Бабка удивилась, потом, видимо осознав свое новое положение, полюбопытствовала:
– А она хоть надежная?
– Почему бы ей быть ненадежной?! Деревенская девушка. Мне ее сослуживец рекомендовал.
– И сколько ей лет?
– Семнадцать.
– Беда с ними, с такими-то, – засомневалась вдруг бабка.
– Ну какая еще беда?! О чем вы?! – вспылил снова отец. – Уж как-нибудь проследим, чтобы не было никакой беды! Она явится завтра к вечеру. Если к этому времени мы еще не вернемся, покажете ей тут всё.
– Хорошо, хорошо, я не против, хотя… Я ей все покажу… хотя неприятностей с молодыми не оберешься… за ними… – Она не закончила, умолкнув под властным взглядом зятя.
– Все будет в порядке, – словно сам себя успокаивая, сказал отец. – Мы постараемся не задерживаться. Зовут ее – Сидике Тот. Договорились? – И он принялся за еду, считая вопрос исчерпанным.

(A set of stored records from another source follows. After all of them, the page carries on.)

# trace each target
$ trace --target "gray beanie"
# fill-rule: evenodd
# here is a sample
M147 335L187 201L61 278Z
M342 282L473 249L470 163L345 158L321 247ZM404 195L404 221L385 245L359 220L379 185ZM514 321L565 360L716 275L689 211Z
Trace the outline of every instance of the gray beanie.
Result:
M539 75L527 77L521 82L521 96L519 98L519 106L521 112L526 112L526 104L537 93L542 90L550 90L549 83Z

Бабка только вздохнула – в знак того, что она-то уверена, с молодыми всегда неприятности, и останется при своем мнении. Но, видя, что разговор окончен, поднялась и пошла мыть посуду.
Меня отправили спать. Постелив себе, я взял в руки книгу, но так и не смог прочитать ни строчки. Все пытался представить Сидике. Деревенскую девушку. О крестьянках до этого мне доводилось только читать. Вскоре я погасил свет и закрыл глаза. Но спать не хотелось. Я стал вслушиваться в знакомые вечерние шорохи. Вот под грузным бабкиным телом заскрипела кровать, до меня долетели ее слова, обращенные к деду: она хвалила ему свою дочь, вот, мол, какая внимательная, жалеет ее. Что ответил ей дед, я не слышал – он говорил всегда очень тихо.
В ванной комнате заплескалась вода. По меняющемуся звуку падающей струи можно было следить за тем, как вода заполняла ванну. Я слышал, как мать опустилась в воду, как бросила в мыльницу щеточку для ногтей, даже хруст полотенца, казалось, слышал, но это мне только казалось – все же стены были довольно толстые.
Бабка немного еще поворочалась, что-то еще сказала, мать, затворив дверь спальни, еще пошепталась о чем-то с отцом, потом все постепенно затихло. Сквозь окутавшую дом тишину прорывался лишь отдаленный собачий лай да звучал где-то в городе заводской гудок.